Впрочем, с этим, как и с более фундаментальными решениями, можно и подождать. Сначала надо увидеться с отцом Бэддли. И не просто из чувства религиозного или даже сыновнего долга. Дэлглиш поймал себя на том, что, несмотря на вполне предвидимые затруднения и неловкость, которые сулила эта встреча, он с удовольствием предвкушает возможность снова встретиться со старым священником. Правда, коммандер не собирался позволить отцу Бэддли, пусть и ненамеренно, вернуть его к прежней работе. Если (в чем Дэлглиш глубоко сомневался) упоминаемая священником проблема действительно принадлежит к числу тех, что должна решать полиция, пусть ею занимается дорсетский констебль. И все же, пока нынешняя ранняя осень и дальше будет такой же солнечной, Дорсет – самое подходящее место для выздоравливающего.

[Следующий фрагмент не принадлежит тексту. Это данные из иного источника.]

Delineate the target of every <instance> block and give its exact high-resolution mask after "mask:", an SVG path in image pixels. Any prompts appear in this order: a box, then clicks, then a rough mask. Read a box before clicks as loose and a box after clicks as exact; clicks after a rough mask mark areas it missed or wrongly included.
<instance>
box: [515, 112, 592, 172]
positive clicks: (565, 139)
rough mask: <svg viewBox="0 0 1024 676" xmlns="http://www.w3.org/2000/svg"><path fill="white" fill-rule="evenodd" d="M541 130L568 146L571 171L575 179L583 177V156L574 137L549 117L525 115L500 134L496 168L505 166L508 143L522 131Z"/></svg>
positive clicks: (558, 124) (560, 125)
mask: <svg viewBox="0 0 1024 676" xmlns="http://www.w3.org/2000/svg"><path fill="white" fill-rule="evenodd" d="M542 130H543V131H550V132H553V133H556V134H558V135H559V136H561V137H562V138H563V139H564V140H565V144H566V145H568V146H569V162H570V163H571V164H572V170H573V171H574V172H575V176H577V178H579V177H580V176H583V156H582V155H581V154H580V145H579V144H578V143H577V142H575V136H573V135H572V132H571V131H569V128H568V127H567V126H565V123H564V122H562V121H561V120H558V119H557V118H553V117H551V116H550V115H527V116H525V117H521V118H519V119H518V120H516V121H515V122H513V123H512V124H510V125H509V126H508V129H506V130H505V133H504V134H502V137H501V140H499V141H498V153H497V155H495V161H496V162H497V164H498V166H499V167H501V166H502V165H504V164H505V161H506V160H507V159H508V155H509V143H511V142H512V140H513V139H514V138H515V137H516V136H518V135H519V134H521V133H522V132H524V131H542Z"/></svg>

Однако голый белый прямоугольник, прислоненный к графину с водой, казался до странности навязчивым. Взгляд Дэлглиша вновь и вновь возвращался к нему, точно к какому-то могущественному символу, письменно удостоверяющему вердикт: жить. Он обрадовался, когда в палату заглянула сдающая смену дежурная медсестра и унесла открытку.